Livestock Grazing Provides Effective Tool to Prevent Wildfires

Livestock Grazing Provides Effective Tool to Prevent Wildfires

The Public Lands Council along with the National Cattlemen's Beef Association have begun a campaign to highlight how grazing livestock on public lands can help mitigate the risk of catastrophic wildfires — especially with the wet winter we just experience will mean much grass as potential fuel.

Public Lands Council Executive Director Ethan Lane says there is a lack of flexibility within federal agencies to allow more grazing in these conditions.

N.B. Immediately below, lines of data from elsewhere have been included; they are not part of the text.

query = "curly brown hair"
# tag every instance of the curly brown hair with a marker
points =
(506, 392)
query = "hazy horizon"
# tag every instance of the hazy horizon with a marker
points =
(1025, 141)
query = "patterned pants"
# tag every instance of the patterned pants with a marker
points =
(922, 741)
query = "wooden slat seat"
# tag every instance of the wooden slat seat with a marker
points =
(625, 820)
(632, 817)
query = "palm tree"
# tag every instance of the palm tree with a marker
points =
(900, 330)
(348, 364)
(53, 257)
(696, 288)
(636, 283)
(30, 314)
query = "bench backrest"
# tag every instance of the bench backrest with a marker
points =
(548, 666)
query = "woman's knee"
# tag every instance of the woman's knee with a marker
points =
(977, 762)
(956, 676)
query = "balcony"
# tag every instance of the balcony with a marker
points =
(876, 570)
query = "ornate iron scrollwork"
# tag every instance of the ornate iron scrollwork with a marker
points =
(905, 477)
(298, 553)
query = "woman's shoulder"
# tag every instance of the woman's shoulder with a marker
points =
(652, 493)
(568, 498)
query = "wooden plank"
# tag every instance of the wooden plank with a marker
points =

Lane: "We know that some BLM offices are asking for additional AUMs now. They need those additional cattle on the ground and those additional sheep on the ground to reduce those fuel loads. There is simply no other way to get a handle on this threat particularly in a wet year like we've seen this year. The larger problem is that flexibility is just simply not easy to come by. The way our laws are set up and the litigious nature we are in now where these outside activist groups that look for any reason to lob a lawsuit at the BLM or the Forest Service. It is a hazardous environment for these land managers to make what is obviously the responsible decision. If you go to a private land environment with the same problem — this is an easy fix. You use more livestock to reduce those fuel loads in a responsible way and you pull them off when that threat has been avoided. What you are rewarded with on the backside of that is rebound in those perennial grasses and a healthy ecosystem going into the next year. We know that. The science is piled up on that and we know exactly what happens when we do that kind of management."